December 14, 2005

A modest proposal: General War.

Claudia Rosett has a finely tuned radar for finding hypocrisy on matters affecting human rights, prisoners of conscience, and spittle lickers everywhere. The link below is to her article about her interview with Gebran Tueni, the journalist in Lebanon who was killed by a car bomb December 12, 2005. Of Syrian guilt there can be no doubt.

http://www.annaharonline.com/
Mr. Tueni was an incredibly brave man who previously had been shot -- twice -- and kidnapped for his outspoken views. His "defiance of despotic rule extended not only to Syrian occupation but to the presence of Hezbollah ['an imported product from Iran'] in Lebanese politics."

To the Colonel's simple and apparently anachronistic way of looking at things (e.g., "Go to war over acts of war.") Syria has perpetrated a casus belli by, at a minimum, murdering Lebanese prime minister Rafik Hariri and Iran has done the same by subverting Lebanon through its financing of Hezbollah and its murderous activities.

Of course, Lebanon cannot respond appropriately and only fools think that the United Nations will ever take any effective action to punish international pariahs who kill and maim.

Ms. Rosett's question at the end of this short quotation from her article is the core question. How it is answered will determine if the world's efforts to eradicate terror will remain partial and ineffective or become sharp and decisive.

Think "Barbary Pirates."

The insanity of terrorism cries out for a monumental commitment to its eradication. The United Nations has done nothing to deal with the problem of international anarchy.

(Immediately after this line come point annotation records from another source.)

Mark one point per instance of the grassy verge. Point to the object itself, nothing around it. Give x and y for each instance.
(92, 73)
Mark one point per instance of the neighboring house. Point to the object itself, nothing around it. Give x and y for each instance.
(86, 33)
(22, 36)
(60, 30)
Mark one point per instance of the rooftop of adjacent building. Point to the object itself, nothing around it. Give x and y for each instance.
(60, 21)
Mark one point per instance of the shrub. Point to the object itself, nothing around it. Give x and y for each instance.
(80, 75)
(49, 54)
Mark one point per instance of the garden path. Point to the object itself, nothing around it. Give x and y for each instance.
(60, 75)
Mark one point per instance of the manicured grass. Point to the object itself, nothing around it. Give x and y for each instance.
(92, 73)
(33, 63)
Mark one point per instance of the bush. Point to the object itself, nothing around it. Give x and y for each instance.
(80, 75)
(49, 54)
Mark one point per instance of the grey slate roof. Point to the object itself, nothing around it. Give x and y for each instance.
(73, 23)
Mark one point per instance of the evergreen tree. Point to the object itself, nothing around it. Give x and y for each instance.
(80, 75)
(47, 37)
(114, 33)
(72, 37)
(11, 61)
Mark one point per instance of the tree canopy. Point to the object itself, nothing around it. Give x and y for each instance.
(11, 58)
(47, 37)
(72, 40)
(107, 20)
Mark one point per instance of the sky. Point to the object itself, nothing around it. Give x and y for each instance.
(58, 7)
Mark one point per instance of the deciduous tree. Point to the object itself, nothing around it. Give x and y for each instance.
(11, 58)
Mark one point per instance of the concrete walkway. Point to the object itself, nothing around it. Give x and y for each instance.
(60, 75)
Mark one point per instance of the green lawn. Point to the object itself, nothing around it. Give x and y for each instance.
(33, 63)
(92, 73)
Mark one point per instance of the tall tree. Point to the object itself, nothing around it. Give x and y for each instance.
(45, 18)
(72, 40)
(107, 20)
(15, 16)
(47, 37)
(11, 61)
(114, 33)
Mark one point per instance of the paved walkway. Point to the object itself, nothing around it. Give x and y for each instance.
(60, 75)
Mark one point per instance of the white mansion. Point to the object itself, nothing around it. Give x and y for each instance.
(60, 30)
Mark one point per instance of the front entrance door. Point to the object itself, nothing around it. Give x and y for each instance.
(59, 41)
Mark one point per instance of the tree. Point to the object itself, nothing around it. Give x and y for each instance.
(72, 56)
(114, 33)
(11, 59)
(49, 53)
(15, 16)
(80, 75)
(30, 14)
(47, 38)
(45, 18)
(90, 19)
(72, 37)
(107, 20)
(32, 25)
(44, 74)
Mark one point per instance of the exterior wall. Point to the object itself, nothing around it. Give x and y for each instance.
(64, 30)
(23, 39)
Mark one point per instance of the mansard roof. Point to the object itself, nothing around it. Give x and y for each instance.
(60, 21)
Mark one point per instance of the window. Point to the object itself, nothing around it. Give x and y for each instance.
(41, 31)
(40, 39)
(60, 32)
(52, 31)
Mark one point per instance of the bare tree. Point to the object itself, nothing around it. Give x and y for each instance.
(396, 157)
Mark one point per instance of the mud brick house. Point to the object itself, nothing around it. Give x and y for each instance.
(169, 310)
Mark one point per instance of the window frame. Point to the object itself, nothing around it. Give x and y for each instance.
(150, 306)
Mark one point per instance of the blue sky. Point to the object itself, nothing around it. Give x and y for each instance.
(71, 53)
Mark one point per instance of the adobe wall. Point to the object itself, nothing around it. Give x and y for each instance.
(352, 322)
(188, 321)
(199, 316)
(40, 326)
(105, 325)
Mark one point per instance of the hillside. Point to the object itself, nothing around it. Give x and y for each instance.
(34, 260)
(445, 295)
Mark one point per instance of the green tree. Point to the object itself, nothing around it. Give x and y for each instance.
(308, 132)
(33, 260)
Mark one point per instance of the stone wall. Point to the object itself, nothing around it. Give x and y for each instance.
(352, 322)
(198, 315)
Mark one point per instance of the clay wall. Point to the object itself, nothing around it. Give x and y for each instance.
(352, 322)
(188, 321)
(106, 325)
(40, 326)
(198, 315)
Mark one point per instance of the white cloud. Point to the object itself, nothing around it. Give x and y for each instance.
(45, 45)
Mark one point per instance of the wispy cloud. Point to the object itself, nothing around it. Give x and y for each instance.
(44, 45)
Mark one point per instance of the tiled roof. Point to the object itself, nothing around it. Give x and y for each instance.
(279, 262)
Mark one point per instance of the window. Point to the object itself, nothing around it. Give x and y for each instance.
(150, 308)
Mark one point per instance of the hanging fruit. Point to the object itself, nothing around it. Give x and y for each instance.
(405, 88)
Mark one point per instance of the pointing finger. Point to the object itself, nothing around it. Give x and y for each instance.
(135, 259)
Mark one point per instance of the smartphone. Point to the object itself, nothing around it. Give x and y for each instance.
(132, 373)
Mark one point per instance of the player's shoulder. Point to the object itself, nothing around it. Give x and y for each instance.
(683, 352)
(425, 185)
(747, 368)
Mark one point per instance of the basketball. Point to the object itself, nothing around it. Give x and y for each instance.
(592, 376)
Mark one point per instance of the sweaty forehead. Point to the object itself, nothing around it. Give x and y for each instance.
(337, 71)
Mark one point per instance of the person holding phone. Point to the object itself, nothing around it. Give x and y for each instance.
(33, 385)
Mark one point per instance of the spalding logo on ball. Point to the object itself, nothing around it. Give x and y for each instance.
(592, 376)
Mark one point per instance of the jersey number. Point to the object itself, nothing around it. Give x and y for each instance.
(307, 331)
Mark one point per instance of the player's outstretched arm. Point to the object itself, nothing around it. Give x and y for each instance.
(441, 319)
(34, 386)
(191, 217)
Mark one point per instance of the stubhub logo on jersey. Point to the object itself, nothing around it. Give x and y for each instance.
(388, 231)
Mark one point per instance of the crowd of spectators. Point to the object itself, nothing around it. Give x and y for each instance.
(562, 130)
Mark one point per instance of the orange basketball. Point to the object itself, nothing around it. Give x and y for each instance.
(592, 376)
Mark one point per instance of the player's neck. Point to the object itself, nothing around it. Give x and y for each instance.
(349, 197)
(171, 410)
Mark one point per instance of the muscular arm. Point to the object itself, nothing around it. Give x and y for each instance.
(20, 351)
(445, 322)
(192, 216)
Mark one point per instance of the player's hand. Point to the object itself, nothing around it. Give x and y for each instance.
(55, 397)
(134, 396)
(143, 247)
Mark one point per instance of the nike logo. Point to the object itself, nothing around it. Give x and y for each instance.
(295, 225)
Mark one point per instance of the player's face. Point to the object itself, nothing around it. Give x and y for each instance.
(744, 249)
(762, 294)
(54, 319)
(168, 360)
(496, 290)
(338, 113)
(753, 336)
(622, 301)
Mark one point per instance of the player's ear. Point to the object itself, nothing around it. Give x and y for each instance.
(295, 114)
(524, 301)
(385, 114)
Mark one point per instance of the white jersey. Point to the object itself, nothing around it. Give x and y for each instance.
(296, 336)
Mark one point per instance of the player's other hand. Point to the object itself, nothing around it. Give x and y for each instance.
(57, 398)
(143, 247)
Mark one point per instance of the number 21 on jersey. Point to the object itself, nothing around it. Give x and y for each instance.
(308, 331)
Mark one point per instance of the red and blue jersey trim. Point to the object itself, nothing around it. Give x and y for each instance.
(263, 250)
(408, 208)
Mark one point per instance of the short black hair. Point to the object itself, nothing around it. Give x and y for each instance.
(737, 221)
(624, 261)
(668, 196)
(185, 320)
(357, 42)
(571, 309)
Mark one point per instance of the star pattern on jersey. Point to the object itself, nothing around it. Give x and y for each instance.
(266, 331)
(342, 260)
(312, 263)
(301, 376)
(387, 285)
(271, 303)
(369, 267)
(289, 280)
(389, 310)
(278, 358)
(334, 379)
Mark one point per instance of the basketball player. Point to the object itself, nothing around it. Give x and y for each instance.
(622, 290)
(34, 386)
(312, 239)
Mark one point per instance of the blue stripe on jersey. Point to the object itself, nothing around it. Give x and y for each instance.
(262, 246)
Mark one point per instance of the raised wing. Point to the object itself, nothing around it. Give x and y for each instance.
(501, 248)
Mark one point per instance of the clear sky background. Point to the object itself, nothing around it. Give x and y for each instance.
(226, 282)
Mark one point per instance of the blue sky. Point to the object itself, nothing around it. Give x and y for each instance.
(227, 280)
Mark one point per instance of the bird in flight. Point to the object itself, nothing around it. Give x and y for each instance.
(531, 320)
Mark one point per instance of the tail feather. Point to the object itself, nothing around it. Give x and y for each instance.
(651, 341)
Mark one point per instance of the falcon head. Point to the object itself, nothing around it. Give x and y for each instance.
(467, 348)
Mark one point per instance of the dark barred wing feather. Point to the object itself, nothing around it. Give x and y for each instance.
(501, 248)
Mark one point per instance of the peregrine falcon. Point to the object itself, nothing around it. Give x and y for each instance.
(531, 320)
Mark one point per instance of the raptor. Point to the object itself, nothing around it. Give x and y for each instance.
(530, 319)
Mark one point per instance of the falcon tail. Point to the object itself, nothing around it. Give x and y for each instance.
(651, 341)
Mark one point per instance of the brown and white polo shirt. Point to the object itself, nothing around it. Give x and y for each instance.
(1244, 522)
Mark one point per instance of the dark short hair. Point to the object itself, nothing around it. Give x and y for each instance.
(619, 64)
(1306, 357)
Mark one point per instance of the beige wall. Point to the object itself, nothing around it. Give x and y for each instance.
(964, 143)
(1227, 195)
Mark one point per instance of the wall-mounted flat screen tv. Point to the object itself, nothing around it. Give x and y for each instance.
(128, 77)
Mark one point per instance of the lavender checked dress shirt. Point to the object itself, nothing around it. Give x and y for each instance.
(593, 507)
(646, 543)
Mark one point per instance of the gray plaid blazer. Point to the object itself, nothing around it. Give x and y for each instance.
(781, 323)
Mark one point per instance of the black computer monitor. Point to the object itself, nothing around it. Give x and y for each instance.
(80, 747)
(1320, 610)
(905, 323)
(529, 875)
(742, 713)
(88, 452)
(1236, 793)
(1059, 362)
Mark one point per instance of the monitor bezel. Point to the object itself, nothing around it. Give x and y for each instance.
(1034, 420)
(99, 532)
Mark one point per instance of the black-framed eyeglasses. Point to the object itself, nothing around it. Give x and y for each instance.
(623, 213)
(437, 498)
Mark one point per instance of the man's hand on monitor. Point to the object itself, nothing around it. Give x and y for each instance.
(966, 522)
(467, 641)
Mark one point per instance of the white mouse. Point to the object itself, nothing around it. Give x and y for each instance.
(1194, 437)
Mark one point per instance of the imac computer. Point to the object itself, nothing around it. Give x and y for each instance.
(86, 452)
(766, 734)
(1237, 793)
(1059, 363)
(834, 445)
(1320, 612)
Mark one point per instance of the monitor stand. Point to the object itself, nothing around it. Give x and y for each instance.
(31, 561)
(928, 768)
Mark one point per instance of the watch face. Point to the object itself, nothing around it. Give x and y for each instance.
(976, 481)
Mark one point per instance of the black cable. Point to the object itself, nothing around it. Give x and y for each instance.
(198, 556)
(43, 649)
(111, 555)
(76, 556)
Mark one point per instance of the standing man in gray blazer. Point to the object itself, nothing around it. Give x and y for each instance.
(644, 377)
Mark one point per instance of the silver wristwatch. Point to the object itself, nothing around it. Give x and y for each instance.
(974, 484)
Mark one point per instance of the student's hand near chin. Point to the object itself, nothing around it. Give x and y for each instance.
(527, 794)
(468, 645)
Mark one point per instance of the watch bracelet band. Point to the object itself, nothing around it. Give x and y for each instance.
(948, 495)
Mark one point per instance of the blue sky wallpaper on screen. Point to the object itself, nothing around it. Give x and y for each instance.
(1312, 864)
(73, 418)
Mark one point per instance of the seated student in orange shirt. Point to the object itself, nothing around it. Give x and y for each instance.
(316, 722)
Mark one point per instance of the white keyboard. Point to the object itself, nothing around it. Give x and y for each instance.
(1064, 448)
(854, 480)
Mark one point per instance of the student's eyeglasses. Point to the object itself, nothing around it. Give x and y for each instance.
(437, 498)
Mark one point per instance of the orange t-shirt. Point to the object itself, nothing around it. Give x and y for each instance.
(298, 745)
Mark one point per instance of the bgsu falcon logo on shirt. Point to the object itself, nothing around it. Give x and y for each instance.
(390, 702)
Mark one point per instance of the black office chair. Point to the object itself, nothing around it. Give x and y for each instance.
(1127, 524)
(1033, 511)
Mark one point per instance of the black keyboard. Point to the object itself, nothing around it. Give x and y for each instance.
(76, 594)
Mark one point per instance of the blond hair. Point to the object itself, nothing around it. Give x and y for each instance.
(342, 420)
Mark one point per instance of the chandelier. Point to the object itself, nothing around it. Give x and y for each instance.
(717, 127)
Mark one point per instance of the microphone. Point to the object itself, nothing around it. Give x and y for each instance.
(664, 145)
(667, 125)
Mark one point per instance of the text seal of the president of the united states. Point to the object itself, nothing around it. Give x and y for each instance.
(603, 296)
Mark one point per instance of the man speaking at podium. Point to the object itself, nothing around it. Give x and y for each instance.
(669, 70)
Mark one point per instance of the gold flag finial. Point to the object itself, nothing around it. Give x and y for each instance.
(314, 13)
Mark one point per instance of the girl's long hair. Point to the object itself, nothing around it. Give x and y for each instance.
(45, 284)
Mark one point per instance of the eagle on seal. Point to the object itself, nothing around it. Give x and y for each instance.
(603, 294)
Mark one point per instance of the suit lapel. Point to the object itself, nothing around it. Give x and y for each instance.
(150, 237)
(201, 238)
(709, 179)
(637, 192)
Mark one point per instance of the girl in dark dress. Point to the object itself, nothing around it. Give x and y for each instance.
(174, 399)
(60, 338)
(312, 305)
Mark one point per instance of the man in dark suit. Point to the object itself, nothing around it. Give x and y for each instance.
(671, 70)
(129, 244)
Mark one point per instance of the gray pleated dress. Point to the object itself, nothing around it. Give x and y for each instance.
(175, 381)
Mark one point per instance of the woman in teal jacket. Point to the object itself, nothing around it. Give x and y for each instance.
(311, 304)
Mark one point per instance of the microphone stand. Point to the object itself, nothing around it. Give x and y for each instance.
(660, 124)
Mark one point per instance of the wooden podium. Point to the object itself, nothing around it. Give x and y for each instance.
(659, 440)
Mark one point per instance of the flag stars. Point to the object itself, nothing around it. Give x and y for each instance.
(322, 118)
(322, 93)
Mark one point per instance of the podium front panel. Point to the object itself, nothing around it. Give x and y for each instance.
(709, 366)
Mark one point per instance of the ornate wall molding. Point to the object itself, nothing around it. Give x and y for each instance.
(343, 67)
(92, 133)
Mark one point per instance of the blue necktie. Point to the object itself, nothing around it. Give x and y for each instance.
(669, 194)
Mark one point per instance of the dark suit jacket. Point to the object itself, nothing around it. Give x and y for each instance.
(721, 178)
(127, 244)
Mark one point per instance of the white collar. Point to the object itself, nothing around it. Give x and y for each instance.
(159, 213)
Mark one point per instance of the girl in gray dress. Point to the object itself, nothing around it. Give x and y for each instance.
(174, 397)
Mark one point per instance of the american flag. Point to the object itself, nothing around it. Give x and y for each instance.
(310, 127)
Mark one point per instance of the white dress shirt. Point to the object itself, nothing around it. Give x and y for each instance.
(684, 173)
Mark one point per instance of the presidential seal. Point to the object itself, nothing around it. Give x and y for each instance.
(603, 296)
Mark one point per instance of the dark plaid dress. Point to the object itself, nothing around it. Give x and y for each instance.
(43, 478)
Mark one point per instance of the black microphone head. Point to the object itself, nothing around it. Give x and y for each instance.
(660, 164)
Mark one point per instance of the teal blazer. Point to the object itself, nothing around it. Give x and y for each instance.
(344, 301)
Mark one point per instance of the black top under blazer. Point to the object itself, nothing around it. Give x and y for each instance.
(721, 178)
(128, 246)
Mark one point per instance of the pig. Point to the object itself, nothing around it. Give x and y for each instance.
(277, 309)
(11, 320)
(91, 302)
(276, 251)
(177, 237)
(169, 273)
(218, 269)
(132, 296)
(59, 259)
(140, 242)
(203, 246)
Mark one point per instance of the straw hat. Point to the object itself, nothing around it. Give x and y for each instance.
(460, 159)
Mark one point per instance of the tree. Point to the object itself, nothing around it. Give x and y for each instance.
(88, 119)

It is time to relegate it to a relief organization with occasional responsibility for maintaining roadblocks and water purification facilities.

A new action arm needs forming that will git 'er done, which would include hunting down the Syrian government, hunting down the Iranian government and the senior commanders of the Revolutionary Guard Corps, removing all Arab and Iranian control over oil, distributing oil to all comers, and diverting oil revenues to infrastructure development, desalination, reversing desertification, health care, etc. on a per capita basis.

So, here's the question of the decade:

Gebran Tueni has now become the latest casualty in a series of terrorist bombings that are an assault not only on Lebanese democracy, but on all those in the Middle East--or anywhere else, for that matter--who believe government should be a matter of civil compact, not of rule by blood and fear. The urgent question by now is not only who precisely gave the order or laid the bomb, but who will act to put an end to this terror, and how.
"Gebran Tueni, R.I.P. My conversations with the latest victim of Syrian terror." By Claudia Rosett, Wall Street Journal, 12/14/05 (emphasis added).